Trend Alert! 3 Predictions for the Future of Social Media Marketing
[Estimated read time: 3 minutes]
Customers and brands alike love social media — and it isn’t hard to figure out why. The more technology advances, the easier it is to communicate and engage one another in real time. Brands are benefiting from the content their fans create, and the ability to provide a better customer experience via social networks.
When it comes to consumers and their interactions with brands…
- 75% read peer reviews on the products or services the brand offers
- 50% use social media to get help with concerns or issues
- 45% said that social media allows them to show support for their favorite brands
Yet despite the many social tools in their arsenal, marketing professionals have hit a ceiling with social media. They are struggling to get value out of social media, especially since the biggest social networks are not providing the same returns they have in the past. As a result, brands need to get creative and start using social media differently in their outreach efforts.
In a recent report, Forrester identified several key social media marketing trends. They predicted that marketers will begin pursuing the following social media marketing strategies:
1. Taking advantage of newer platforms for social media marketing
Facebook and Twitter have been the go-to platforms for marketing professionals to spread brand awareness. But to build long-term relationships, they must turn their attention to newer platforms. Casting a wider net on tools such as Instagram, Snapchat, and Vine are more likely to increase engagement and offer higher-quality interactions. Instagram, in particular, has the ability to generate twice the click through rate of advertisements compared to Facebook.
Coca-Cola is one such company taking advantage of Instagram. The soft drink giant strengthens their brand image by evoking their signature colors of red and white in their Instagram photos. Their efforts on the platform reinforce the brand’s personality of joy, happiness, and celebrating the best moments in life.
2. Including other teams in social media management
Marketing has primarily been the driving force behind social media efforts, but refocusing that effort to include other teams will deliver more value. More marketing professionals are now sharing social media responsibilities with their colleagues in customer service. Embracing social care allows for the seamless, consistent, high-quality experience that customers desire.
Consider if a customer tweets at Domino’s about a poor experience with the food and service at their local store. The customer service team should be able to be easily notified — without any panicked emails from the social media marketing team — so they can quickly reach out to request more information and resolve the issue. Interactions like this are becoming more common, with companies who use Twitter seeing a 19% increase in customer satisfaction.

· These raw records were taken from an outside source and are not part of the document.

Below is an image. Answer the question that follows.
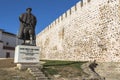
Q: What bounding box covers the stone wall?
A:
[37,0,120,62]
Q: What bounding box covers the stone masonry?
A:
[37,0,120,62]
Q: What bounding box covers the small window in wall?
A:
[6,52,10,58]
[6,42,9,45]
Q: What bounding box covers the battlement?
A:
[38,0,91,35]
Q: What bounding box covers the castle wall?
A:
[37,0,120,62]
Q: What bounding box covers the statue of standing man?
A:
[18,8,37,45]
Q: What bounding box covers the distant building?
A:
[0,29,21,58]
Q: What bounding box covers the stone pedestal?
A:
[14,45,40,70]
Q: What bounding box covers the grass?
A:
[0,59,35,80]
[40,60,86,77]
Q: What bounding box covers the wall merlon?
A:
[76,1,81,10]
[71,6,76,14]
[63,13,66,20]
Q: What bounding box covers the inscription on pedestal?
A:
[14,45,39,63]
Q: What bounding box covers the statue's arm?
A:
[19,14,25,23]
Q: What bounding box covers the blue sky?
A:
[0,0,80,34]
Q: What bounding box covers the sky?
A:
[0,0,80,34]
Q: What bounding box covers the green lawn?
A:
[42,60,86,77]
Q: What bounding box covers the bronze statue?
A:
[18,8,37,45]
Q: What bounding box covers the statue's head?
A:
[26,8,32,13]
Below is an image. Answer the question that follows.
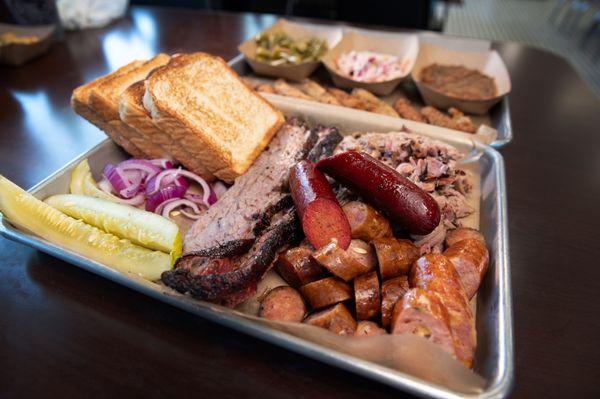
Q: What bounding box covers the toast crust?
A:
[144,53,284,182]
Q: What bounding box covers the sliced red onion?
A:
[117,159,161,180]
[102,163,128,193]
[146,186,187,212]
[154,168,214,206]
[155,198,200,219]
[212,180,228,199]
[146,175,190,196]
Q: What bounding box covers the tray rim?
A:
[0,138,514,398]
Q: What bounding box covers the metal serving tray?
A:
[0,109,514,398]
[229,25,513,148]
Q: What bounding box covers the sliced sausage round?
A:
[259,286,306,323]
[446,227,485,248]
[313,240,376,281]
[304,303,356,335]
[372,237,419,280]
[391,288,455,356]
[275,247,325,287]
[409,254,477,367]
[381,276,409,328]
[354,272,381,320]
[342,201,392,242]
[300,277,352,309]
[444,238,490,299]
[354,320,387,337]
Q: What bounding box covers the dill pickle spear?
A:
[0,175,174,281]
[44,194,181,258]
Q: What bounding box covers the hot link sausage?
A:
[372,237,419,280]
[317,151,441,235]
[354,320,387,337]
[313,240,377,281]
[354,272,381,320]
[300,277,352,309]
[391,288,454,356]
[304,303,356,335]
[342,201,392,242]
[275,247,325,288]
[259,286,306,323]
[289,160,350,249]
[444,238,490,299]
[381,276,409,328]
[446,227,485,248]
[409,254,477,367]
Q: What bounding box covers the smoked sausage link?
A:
[391,288,455,356]
[275,247,325,288]
[381,276,409,328]
[354,272,381,320]
[259,286,306,323]
[300,277,352,309]
[313,240,377,281]
[445,227,485,248]
[372,237,419,280]
[304,303,356,335]
[317,151,441,235]
[354,320,387,337]
[289,160,351,249]
[444,238,490,299]
[342,201,392,242]
[409,254,477,367]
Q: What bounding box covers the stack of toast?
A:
[71,53,284,182]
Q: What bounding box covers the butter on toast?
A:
[143,53,284,182]
[88,54,172,158]
[71,61,146,158]
[119,81,211,176]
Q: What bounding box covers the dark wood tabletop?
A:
[0,7,600,398]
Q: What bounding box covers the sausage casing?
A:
[304,303,356,335]
[342,201,392,242]
[409,253,477,367]
[372,237,419,280]
[391,288,455,356]
[300,277,352,309]
[354,272,381,320]
[381,276,409,328]
[275,246,325,288]
[259,286,306,323]
[313,240,377,281]
[444,238,490,299]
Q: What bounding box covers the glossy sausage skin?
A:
[342,201,392,242]
[354,272,381,320]
[381,276,409,328]
[304,303,356,335]
[317,151,441,235]
[371,237,419,280]
[259,286,306,323]
[354,320,387,337]
[409,254,477,367]
[313,240,377,281]
[275,247,325,288]
[391,288,454,356]
[444,238,490,299]
[300,277,352,309]
[289,160,351,249]
[446,227,485,248]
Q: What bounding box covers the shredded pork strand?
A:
[335,132,473,254]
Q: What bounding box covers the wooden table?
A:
[0,8,600,398]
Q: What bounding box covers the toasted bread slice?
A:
[119,81,211,175]
[144,53,284,182]
[71,61,146,158]
[88,54,172,158]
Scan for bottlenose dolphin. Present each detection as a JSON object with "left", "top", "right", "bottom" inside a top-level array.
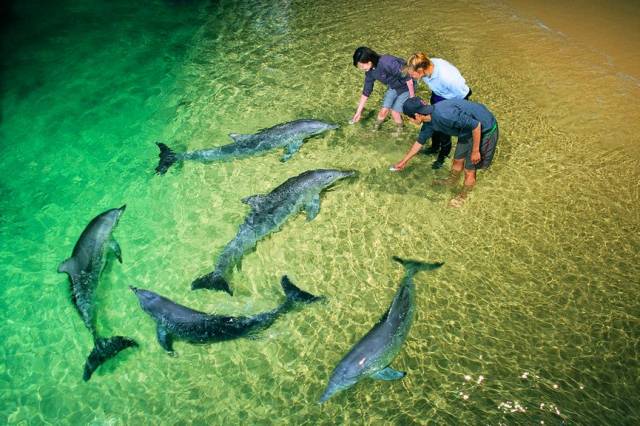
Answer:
[
  {"left": 156, "top": 119, "right": 338, "bottom": 175},
  {"left": 191, "top": 169, "right": 356, "bottom": 295},
  {"left": 131, "top": 275, "right": 324, "bottom": 355},
  {"left": 320, "top": 257, "right": 443, "bottom": 403},
  {"left": 58, "top": 205, "right": 138, "bottom": 381}
]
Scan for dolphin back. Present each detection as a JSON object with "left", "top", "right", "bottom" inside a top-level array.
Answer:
[
  {"left": 82, "top": 336, "right": 138, "bottom": 382},
  {"left": 393, "top": 256, "right": 444, "bottom": 276},
  {"left": 191, "top": 270, "right": 233, "bottom": 296},
  {"left": 156, "top": 142, "right": 178, "bottom": 175}
]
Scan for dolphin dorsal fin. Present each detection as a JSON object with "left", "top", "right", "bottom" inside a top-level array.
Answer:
[
  {"left": 242, "top": 194, "right": 265, "bottom": 209},
  {"left": 58, "top": 257, "right": 76, "bottom": 275},
  {"left": 229, "top": 133, "right": 253, "bottom": 142}
]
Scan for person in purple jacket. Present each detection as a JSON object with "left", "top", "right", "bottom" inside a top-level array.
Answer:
[{"left": 350, "top": 46, "right": 414, "bottom": 130}]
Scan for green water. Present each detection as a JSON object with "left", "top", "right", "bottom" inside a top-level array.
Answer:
[{"left": 0, "top": 0, "right": 640, "bottom": 425}]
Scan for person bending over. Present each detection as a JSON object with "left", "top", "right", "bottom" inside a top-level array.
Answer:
[
  {"left": 393, "top": 96, "right": 498, "bottom": 207},
  {"left": 405, "top": 52, "right": 471, "bottom": 169},
  {"left": 351, "top": 46, "right": 414, "bottom": 130}
]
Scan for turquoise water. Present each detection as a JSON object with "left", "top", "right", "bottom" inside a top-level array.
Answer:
[{"left": 0, "top": 0, "right": 640, "bottom": 424}]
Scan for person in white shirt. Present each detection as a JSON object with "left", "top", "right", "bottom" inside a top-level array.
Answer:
[{"left": 405, "top": 52, "right": 471, "bottom": 169}]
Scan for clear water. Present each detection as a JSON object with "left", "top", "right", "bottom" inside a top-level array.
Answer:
[{"left": 0, "top": 0, "right": 640, "bottom": 424}]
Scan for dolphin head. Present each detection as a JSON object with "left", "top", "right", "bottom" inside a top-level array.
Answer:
[
  {"left": 129, "top": 286, "right": 160, "bottom": 312},
  {"left": 313, "top": 169, "right": 358, "bottom": 188},
  {"left": 102, "top": 204, "right": 127, "bottom": 228}
]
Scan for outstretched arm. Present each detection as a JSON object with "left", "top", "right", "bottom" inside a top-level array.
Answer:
[
  {"left": 393, "top": 142, "right": 422, "bottom": 171},
  {"left": 351, "top": 95, "right": 369, "bottom": 123}
]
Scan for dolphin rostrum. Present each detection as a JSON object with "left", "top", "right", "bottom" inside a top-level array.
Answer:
[
  {"left": 156, "top": 119, "right": 338, "bottom": 175},
  {"left": 131, "top": 275, "right": 324, "bottom": 355},
  {"left": 191, "top": 169, "right": 356, "bottom": 295},
  {"left": 58, "top": 206, "right": 138, "bottom": 381},
  {"left": 320, "top": 257, "right": 443, "bottom": 403}
]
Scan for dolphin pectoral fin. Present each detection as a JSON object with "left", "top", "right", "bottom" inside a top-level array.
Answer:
[
  {"left": 241, "top": 194, "right": 265, "bottom": 209},
  {"left": 304, "top": 194, "right": 320, "bottom": 222},
  {"left": 229, "top": 133, "right": 253, "bottom": 142},
  {"left": 156, "top": 324, "right": 176, "bottom": 356},
  {"left": 82, "top": 336, "right": 138, "bottom": 382},
  {"left": 109, "top": 238, "right": 122, "bottom": 263},
  {"left": 371, "top": 367, "right": 407, "bottom": 381},
  {"left": 280, "top": 139, "right": 304, "bottom": 163}
]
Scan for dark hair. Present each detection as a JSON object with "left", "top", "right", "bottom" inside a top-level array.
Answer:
[{"left": 353, "top": 46, "right": 380, "bottom": 67}]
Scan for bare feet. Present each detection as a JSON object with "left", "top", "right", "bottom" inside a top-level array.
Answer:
[{"left": 433, "top": 170, "right": 462, "bottom": 186}]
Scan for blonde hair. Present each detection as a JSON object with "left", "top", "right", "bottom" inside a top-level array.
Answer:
[{"left": 404, "top": 52, "right": 431, "bottom": 72}]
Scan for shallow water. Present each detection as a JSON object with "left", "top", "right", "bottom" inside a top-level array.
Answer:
[{"left": 0, "top": 0, "right": 640, "bottom": 424}]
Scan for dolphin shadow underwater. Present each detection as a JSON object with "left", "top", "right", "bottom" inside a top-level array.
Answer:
[
  {"left": 156, "top": 119, "right": 338, "bottom": 175},
  {"left": 319, "top": 256, "right": 443, "bottom": 403},
  {"left": 58, "top": 206, "right": 138, "bottom": 381},
  {"left": 130, "top": 275, "right": 324, "bottom": 356},
  {"left": 191, "top": 169, "right": 357, "bottom": 295}
]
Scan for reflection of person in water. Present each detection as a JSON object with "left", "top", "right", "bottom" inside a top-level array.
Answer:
[
  {"left": 393, "top": 96, "right": 498, "bottom": 207},
  {"left": 351, "top": 47, "right": 414, "bottom": 129},
  {"left": 405, "top": 52, "right": 471, "bottom": 169}
]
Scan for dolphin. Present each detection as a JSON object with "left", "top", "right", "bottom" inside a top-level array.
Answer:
[
  {"left": 191, "top": 169, "right": 356, "bottom": 295},
  {"left": 156, "top": 119, "right": 338, "bottom": 175},
  {"left": 58, "top": 205, "right": 138, "bottom": 381},
  {"left": 320, "top": 256, "right": 443, "bottom": 403},
  {"left": 130, "top": 275, "right": 324, "bottom": 356}
]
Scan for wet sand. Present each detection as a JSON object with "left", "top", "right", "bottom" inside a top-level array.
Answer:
[{"left": 506, "top": 0, "right": 640, "bottom": 78}]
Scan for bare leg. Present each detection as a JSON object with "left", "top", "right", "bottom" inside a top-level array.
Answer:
[{"left": 373, "top": 108, "right": 389, "bottom": 130}]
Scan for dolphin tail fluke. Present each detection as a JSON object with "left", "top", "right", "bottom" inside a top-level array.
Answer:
[
  {"left": 393, "top": 256, "right": 444, "bottom": 275},
  {"left": 280, "top": 275, "right": 324, "bottom": 305},
  {"left": 156, "top": 142, "right": 178, "bottom": 175},
  {"left": 191, "top": 272, "right": 233, "bottom": 296},
  {"left": 82, "top": 336, "right": 138, "bottom": 382}
]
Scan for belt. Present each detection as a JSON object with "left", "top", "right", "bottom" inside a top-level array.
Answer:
[{"left": 482, "top": 121, "right": 498, "bottom": 138}]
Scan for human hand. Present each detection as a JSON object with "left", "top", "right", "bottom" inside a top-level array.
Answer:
[{"left": 389, "top": 161, "right": 407, "bottom": 172}]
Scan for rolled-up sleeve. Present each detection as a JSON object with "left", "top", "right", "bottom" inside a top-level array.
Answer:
[{"left": 362, "top": 72, "right": 376, "bottom": 97}]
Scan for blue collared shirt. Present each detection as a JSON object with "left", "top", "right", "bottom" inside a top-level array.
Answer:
[
  {"left": 362, "top": 55, "right": 411, "bottom": 96},
  {"left": 417, "top": 99, "right": 496, "bottom": 145},
  {"left": 422, "top": 58, "right": 469, "bottom": 99}
]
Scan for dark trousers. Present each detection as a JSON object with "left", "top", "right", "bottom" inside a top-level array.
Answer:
[{"left": 429, "top": 89, "right": 471, "bottom": 162}]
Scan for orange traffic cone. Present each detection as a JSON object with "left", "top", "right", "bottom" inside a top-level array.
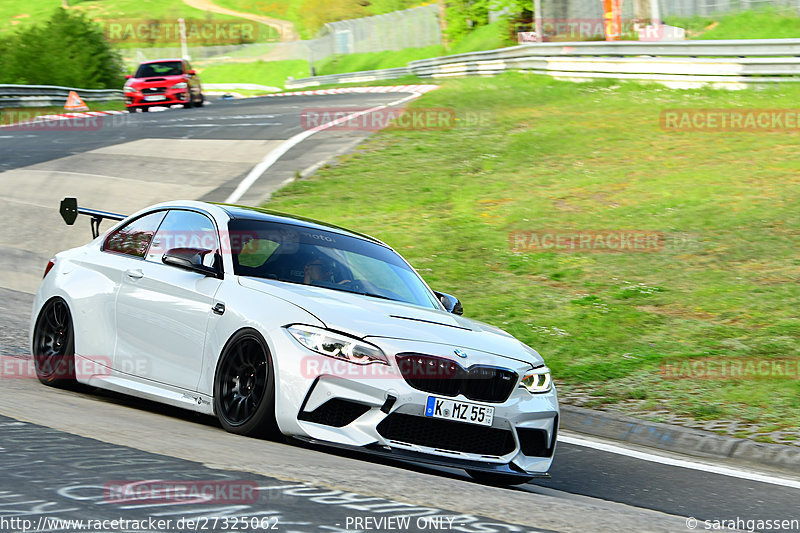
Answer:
[{"left": 64, "top": 91, "right": 89, "bottom": 111}]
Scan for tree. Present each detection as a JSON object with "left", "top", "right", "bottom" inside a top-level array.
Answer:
[{"left": 0, "top": 8, "right": 123, "bottom": 89}]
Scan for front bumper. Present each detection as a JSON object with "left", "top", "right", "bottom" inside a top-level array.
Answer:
[
  {"left": 275, "top": 333, "right": 559, "bottom": 475},
  {"left": 125, "top": 88, "right": 190, "bottom": 107}
]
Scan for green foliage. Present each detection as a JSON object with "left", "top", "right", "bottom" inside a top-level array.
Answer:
[
  {"left": 445, "top": 0, "right": 493, "bottom": 42},
  {"left": 268, "top": 73, "right": 800, "bottom": 427},
  {"left": 200, "top": 60, "right": 310, "bottom": 87},
  {"left": 0, "top": 8, "right": 124, "bottom": 89},
  {"left": 666, "top": 9, "right": 800, "bottom": 40}
]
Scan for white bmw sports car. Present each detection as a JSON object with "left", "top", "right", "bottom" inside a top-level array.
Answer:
[{"left": 31, "top": 198, "right": 559, "bottom": 484}]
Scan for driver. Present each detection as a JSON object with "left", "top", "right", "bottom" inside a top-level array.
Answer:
[
  {"left": 303, "top": 257, "right": 333, "bottom": 285},
  {"left": 303, "top": 256, "right": 352, "bottom": 285}
]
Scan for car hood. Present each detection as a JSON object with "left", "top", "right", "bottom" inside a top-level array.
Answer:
[
  {"left": 234, "top": 277, "right": 544, "bottom": 366},
  {"left": 126, "top": 74, "right": 186, "bottom": 87}
]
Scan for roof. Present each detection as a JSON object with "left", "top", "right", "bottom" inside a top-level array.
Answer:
[
  {"left": 139, "top": 57, "right": 183, "bottom": 65},
  {"left": 214, "top": 204, "right": 388, "bottom": 248}
]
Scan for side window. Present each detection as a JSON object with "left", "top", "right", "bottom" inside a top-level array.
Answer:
[
  {"left": 147, "top": 209, "right": 219, "bottom": 263},
  {"left": 103, "top": 211, "right": 166, "bottom": 257}
]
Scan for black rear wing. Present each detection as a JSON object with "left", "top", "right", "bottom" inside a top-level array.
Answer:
[{"left": 59, "top": 196, "right": 128, "bottom": 239}]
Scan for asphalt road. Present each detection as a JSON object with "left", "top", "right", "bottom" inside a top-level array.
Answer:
[{"left": 0, "top": 95, "right": 800, "bottom": 532}]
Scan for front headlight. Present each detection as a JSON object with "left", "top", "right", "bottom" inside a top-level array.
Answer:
[
  {"left": 522, "top": 366, "right": 553, "bottom": 394},
  {"left": 286, "top": 324, "right": 389, "bottom": 365}
]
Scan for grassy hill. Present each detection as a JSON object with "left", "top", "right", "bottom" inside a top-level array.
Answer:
[
  {"left": 268, "top": 74, "right": 800, "bottom": 438},
  {"left": 0, "top": 0, "right": 277, "bottom": 43}
]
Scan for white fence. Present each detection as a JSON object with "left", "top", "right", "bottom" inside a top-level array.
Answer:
[
  {"left": 0, "top": 85, "right": 123, "bottom": 108},
  {"left": 286, "top": 39, "right": 800, "bottom": 89},
  {"left": 121, "top": 4, "right": 442, "bottom": 65}
]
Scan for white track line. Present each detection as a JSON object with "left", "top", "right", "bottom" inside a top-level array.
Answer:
[
  {"left": 558, "top": 435, "right": 800, "bottom": 489},
  {"left": 225, "top": 93, "right": 422, "bottom": 204}
]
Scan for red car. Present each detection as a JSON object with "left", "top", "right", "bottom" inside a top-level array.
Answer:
[{"left": 123, "top": 59, "right": 204, "bottom": 113}]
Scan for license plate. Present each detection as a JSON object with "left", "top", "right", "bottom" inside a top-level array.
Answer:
[{"left": 425, "top": 396, "right": 494, "bottom": 426}]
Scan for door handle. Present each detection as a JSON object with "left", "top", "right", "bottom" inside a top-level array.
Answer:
[{"left": 125, "top": 269, "right": 144, "bottom": 279}]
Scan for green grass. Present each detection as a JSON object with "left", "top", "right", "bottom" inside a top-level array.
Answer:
[
  {"left": 215, "top": 0, "right": 423, "bottom": 39},
  {"left": 198, "top": 60, "right": 309, "bottom": 87},
  {"left": 0, "top": 0, "right": 278, "bottom": 43},
  {"left": 316, "top": 46, "right": 445, "bottom": 76},
  {"left": 316, "top": 21, "right": 514, "bottom": 76},
  {"left": 214, "top": 0, "right": 314, "bottom": 39},
  {"left": 0, "top": 101, "right": 125, "bottom": 124},
  {"left": 268, "top": 74, "right": 800, "bottom": 427},
  {"left": 447, "top": 20, "right": 516, "bottom": 54},
  {"left": 666, "top": 9, "right": 800, "bottom": 39}
]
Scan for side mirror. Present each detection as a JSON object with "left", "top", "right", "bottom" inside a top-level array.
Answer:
[
  {"left": 433, "top": 291, "right": 464, "bottom": 315},
  {"left": 161, "top": 248, "right": 222, "bottom": 278}
]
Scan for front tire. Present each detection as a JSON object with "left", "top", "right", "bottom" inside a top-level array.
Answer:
[
  {"left": 214, "top": 329, "right": 280, "bottom": 437},
  {"left": 31, "top": 297, "right": 75, "bottom": 387},
  {"left": 467, "top": 470, "right": 533, "bottom": 487}
]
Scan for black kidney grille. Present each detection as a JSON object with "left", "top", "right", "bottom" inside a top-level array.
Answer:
[
  {"left": 395, "top": 353, "right": 519, "bottom": 403},
  {"left": 378, "top": 413, "right": 516, "bottom": 456}
]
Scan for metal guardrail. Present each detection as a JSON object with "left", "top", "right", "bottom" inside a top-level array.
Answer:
[
  {"left": 285, "top": 67, "right": 413, "bottom": 89},
  {"left": 286, "top": 39, "right": 800, "bottom": 89},
  {"left": 0, "top": 85, "right": 123, "bottom": 108}
]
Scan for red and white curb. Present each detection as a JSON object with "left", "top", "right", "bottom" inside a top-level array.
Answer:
[
  {"left": 0, "top": 111, "right": 128, "bottom": 128},
  {"left": 259, "top": 85, "right": 439, "bottom": 96}
]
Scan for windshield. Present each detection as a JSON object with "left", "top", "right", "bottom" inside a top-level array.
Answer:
[
  {"left": 134, "top": 61, "right": 183, "bottom": 78},
  {"left": 228, "top": 219, "right": 440, "bottom": 309}
]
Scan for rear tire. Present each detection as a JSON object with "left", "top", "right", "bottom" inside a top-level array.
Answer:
[
  {"left": 214, "top": 329, "right": 280, "bottom": 437},
  {"left": 31, "top": 297, "right": 75, "bottom": 387},
  {"left": 467, "top": 470, "right": 533, "bottom": 487}
]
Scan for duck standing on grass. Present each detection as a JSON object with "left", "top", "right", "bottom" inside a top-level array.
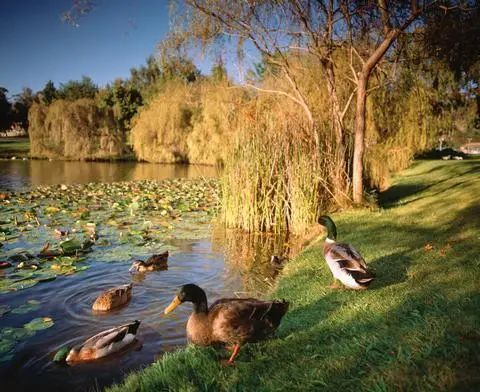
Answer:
[
  {"left": 318, "top": 215, "right": 375, "bottom": 290},
  {"left": 54, "top": 320, "right": 140, "bottom": 363},
  {"left": 165, "top": 284, "right": 289, "bottom": 364}
]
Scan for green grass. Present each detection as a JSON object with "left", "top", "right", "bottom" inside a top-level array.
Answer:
[
  {"left": 0, "top": 137, "right": 30, "bottom": 158},
  {"left": 110, "top": 160, "right": 480, "bottom": 392}
]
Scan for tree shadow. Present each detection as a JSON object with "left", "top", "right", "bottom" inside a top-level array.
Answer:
[
  {"left": 378, "top": 184, "right": 429, "bottom": 208},
  {"left": 368, "top": 252, "right": 411, "bottom": 290}
]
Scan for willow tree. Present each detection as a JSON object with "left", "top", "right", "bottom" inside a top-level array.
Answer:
[{"left": 167, "top": 0, "right": 452, "bottom": 203}]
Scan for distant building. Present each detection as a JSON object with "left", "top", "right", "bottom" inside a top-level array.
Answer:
[{"left": 460, "top": 142, "right": 480, "bottom": 155}]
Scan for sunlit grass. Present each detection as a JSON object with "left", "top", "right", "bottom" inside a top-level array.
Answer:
[{"left": 111, "top": 160, "right": 480, "bottom": 391}]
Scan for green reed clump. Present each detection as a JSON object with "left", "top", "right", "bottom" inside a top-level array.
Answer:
[
  {"left": 28, "top": 99, "right": 127, "bottom": 160},
  {"left": 222, "top": 96, "right": 333, "bottom": 232}
]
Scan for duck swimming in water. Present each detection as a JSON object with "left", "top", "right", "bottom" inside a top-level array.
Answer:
[
  {"left": 129, "top": 250, "right": 168, "bottom": 273},
  {"left": 63, "top": 320, "right": 140, "bottom": 363},
  {"left": 165, "top": 284, "right": 289, "bottom": 364}
]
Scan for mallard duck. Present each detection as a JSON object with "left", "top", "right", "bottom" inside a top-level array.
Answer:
[
  {"left": 129, "top": 250, "right": 168, "bottom": 272},
  {"left": 165, "top": 284, "right": 289, "bottom": 364},
  {"left": 318, "top": 215, "right": 375, "bottom": 290},
  {"left": 92, "top": 283, "right": 133, "bottom": 312},
  {"left": 62, "top": 320, "right": 140, "bottom": 362}
]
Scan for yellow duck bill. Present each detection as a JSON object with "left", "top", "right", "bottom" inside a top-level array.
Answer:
[{"left": 163, "top": 297, "right": 182, "bottom": 314}]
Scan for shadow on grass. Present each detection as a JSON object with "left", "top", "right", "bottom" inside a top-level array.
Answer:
[
  {"left": 378, "top": 184, "right": 428, "bottom": 208},
  {"left": 368, "top": 252, "right": 411, "bottom": 290}
]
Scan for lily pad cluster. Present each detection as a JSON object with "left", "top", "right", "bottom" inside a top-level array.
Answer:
[{"left": 0, "top": 179, "right": 219, "bottom": 294}]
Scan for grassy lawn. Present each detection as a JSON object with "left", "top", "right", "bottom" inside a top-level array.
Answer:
[
  {"left": 0, "top": 137, "right": 30, "bottom": 158},
  {"left": 110, "top": 160, "right": 480, "bottom": 392}
]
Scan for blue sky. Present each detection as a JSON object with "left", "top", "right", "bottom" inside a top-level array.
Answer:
[{"left": 0, "top": 0, "right": 220, "bottom": 96}]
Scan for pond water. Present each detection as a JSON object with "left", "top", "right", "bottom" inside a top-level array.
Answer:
[
  {"left": 0, "top": 161, "right": 285, "bottom": 392},
  {"left": 0, "top": 160, "right": 218, "bottom": 190}
]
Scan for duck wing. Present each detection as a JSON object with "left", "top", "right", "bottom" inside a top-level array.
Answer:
[
  {"left": 329, "top": 244, "right": 367, "bottom": 271},
  {"left": 145, "top": 250, "right": 168, "bottom": 265},
  {"left": 209, "top": 298, "right": 289, "bottom": 343},
  {"left": 83, "top": 320, "right": 140, "bottom": 350}
]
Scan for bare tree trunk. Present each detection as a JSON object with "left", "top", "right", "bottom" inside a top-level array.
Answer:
[
  {"left": 324, "top": 62, "right": 347, "bottom": 200},
  {"left": 352, "top": 29, "right": 401, "bottom": 204},
  {"left": 353, "top": 72, "right": 369, "bottom": 203}
]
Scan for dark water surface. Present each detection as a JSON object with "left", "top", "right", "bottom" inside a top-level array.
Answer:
[
  {"left": 0, "top": 160, "right": 217, "bottom": 190},
  {"left": 0, "top": 161, "right": 284, "bottom": 392}
]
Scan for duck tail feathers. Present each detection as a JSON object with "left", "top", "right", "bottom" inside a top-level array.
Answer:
[{"left": 128, "top": 320, "right": 140, "bottom": 335}]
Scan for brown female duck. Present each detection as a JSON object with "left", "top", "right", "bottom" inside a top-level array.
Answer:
[
  {"left": 165, "top": 284, "right": 289, "bottom": 364},
  {"left": 62, "top": 320, "right": 140, "bottom": 363},
  {"left": 92, "top": 283, "right": 133, "bottom": 312},
  {"left": 129, "top": 250, "right": 168, "bottom": 273}
]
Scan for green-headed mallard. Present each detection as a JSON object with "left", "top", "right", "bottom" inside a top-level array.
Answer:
[
  {"left": 318, "top": 215, "right": 375, "bottom": 290},
  {"left": 129, "top": 250, "right": 168, "bottom": 273},
  {"left": 92, "top": 283, "right": 133, "bottom": 312},
  {"left": 165, "top": 284, "right": 289, "bottom": 364},
  {"left": 61, "top": 320, "right": 140, "bottom": 363}
]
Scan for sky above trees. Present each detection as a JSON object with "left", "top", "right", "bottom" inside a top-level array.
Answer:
[{"left": 0, "top": 0, "right": 177, "bottom": 96}]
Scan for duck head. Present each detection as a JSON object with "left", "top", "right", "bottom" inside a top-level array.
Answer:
[{"left": 128, "top": 260, "right": 145, "bottom": 273}]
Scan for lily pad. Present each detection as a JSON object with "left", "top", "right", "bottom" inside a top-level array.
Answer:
[
  {"left": 59, "top": 240, "right": 83, "bottom": 255},
  {"left": 23, "top": 317, "right": 54, "bottom": 331},
  {"left": 8, "top": 279, "right": 38, "bottom": 291},
  {"left": 0, "top": 339, "right": 17, "bottom": 355},
  {"left": 53, "top": 347, "right": 70, "bottom": 362},
  {"left": 12, "top": 299, "right": 41, "bottom": 314},
  {"left": 0, "top": 305, "right": 11, "bottom": 317},
  {"left": 0, "top": 327, "right": 35, "bottom": 341}
]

3. Mastering the art of social listening
While there is debate about ownership, accountability and involvement in social media is beginning to shift from being marketing’s sole responsibility to including customer service. Marketing should remain the primary decision-makers in order to keep messaging professional and consistent in this powerful channel.
However, social is a conversation with your customers and you need to include customer service. As a brand, creating an engaging experience for your customers (that also promotes your products) builds long-term loyalty.
With the growing social media trend of shared responsibility between multiple teams, there is a need for tools that allow observation and participation in social conversations. Social listening technology, which allows you to actively listen to what is being said to and about your brand, should play a huge role in your social strategy. Monitoring the social buzz can also give you insight into brand reputation issues, the competitive landscape, product development, and potential viral crises.
Since there is more than one person working on your social media accounts at the same time, complications are inevitable. These risks can be mitigated using social media management software that incorporates social listening. An example of this would be rogue accounts or rogue tweets. When a staff member from The American Red Cross sent out a tweet originally meant for her private account on the organization’s account in error, it could have been more damaging had it not been spotted quickly and taken down.